V. Ramasubramanian, E. Sirer, The Design and Implementation of a Next Generation Name Service for the Internet, In Proc. of SIGCOMM 2004.

This paper describes the design and implementation of the Cooperative Domain Name System (CoDoNS), which leverages P2P network to improve lookup performance.

Traditional DNS systems suffer from great latency, load imbalance, update propagation as well as implementation errors. They are vulnerable to attacks such as DoS attacks. The authors propose to use Distributed Hashing Tables to maintain a distributed Domain Name System called CoDoNS. CoDoNS decouples namespace management from the physical location of name servers in the network. Based on P2P networks, CoDoNS provides lower latency as the experiment shows. Eliminating the static query processing hierarchy and shedding load dynamically onto peer nodes greatly decreases the vulnerability of CoDoNS to denial of service attacks. Self-organization and continuous adaptation of replication avoids bottlenecks in the presence of flash crowds.

Many Distributed DNS Systems have been released since the paper was published such as BitTorrent powered DNS system.

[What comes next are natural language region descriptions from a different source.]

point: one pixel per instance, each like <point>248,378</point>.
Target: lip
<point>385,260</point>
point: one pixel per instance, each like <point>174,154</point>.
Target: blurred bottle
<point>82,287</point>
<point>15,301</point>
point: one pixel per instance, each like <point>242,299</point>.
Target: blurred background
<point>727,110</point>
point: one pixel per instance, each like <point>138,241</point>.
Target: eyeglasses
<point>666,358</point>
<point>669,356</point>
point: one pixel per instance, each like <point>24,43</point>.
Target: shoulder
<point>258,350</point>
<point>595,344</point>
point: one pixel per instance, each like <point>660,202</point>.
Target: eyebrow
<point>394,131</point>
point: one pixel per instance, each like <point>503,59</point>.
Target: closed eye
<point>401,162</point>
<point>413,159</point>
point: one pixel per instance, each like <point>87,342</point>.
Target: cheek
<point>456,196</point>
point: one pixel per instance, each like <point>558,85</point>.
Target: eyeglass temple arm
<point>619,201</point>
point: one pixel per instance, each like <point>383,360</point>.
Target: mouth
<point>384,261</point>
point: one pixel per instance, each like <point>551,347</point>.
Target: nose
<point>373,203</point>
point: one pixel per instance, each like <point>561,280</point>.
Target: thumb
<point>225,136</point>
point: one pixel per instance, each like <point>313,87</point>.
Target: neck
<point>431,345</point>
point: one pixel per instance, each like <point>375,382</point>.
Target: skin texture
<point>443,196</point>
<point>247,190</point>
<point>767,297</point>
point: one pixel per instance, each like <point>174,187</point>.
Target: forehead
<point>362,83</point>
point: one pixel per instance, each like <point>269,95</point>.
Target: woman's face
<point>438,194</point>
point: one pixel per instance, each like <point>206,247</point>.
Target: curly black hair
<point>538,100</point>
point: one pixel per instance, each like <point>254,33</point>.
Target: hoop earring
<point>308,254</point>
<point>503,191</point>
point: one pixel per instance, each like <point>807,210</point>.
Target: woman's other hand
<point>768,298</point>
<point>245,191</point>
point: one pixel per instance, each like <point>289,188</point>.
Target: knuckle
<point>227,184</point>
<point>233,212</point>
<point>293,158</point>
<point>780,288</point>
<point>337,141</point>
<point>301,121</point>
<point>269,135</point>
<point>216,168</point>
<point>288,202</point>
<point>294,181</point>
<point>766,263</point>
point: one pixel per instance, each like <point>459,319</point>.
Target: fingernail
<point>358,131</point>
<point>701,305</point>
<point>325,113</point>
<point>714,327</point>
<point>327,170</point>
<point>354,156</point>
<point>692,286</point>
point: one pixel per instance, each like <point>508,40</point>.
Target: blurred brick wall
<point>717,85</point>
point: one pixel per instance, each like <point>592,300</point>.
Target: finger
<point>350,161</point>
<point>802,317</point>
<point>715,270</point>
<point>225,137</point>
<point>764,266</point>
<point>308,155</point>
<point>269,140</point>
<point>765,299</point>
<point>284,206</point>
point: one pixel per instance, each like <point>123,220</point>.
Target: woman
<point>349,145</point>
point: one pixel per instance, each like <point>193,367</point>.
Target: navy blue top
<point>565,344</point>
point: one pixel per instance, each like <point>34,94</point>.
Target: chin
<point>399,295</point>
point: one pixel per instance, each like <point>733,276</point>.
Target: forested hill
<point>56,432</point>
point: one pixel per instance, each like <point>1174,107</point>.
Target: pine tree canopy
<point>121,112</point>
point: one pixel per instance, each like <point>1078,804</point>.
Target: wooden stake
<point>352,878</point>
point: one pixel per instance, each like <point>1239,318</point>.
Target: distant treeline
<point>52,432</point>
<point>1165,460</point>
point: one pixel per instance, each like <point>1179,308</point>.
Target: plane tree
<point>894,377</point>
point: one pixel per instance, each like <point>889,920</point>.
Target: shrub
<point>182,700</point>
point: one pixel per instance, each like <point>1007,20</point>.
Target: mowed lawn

Some organizations such as piratebay use decentralized DNS system to avoid he increasing control which the governments have on the DNS root servers and continue exchange files with copyright.

DNS Performance and the Effectiveness of Caching


DNS Performance and the Effectiveness of Caching
Jung, Sit, Balakrishnan, and Morris

The paper explores the current effectiveness of the DNS service through analysis of three large data sets collected in 2000.


This paper was all about understanding the three data sets the authors were able to collect, 2 from a vantage point on MIT's network and one on the KAIST network. I thought it was interesting to see two traces from the same network a year apart, since nearly the same demographic will be present, and you can see the evolution of their use of the service. While the authors don't  make much of a point of this, there was nearly a doubling of DNS lookups in a 11 month period. It would be interesting to see a more long term study of the usage patterns based on this, but I digress. The authors have two big take aways from the paper. First, that retransmissions and zero referral cause a substantial portion of DNS traffic. The mention that 63% of the DNS packets were generated by lookups that obtain no answer. There lookups are only between 4.9% and 3.1% of the total of all lookups. Second, they take a look at the effectiveness of caching, mentioning that popularity of sites requested follows a Zipf distribution, so there's a large portion of sites caching will have no benefit. Looking at the TTL values of a DNS entry, they find there isn't much benefit in having a TTL longer than a 10 minutes, most of the benefit comes in the first few minutes, and cache performance is not improved by having a longer value. The benefits of sharing a cache between people also levels out quite quickly, after 6 or 7 people are using the same cache, there isn't much of a benefit of having another person use it.

The one thing that bugged me about this paper was that they didn't propse any changes to DNS to help improve performance. They had a great data set to use for simulations of changes, and only used it for the caching experiments. While that was an interesting experiment, it's results are not something you can force on people. A website trying to load balance servers will still set a lower TTL even if they know it makes DNS caching ineffective. An experiment about making modifications to DNS's retransmission timeout in order to alleviate some of the redundant traffic generated would have had great implications.

This study would be interesting to see now. With DNS prefetching as a feature in browsers, the number of queries per user has to have exploded since the time of this paper's publishing. I would expect that the latency number to go up even further as a result.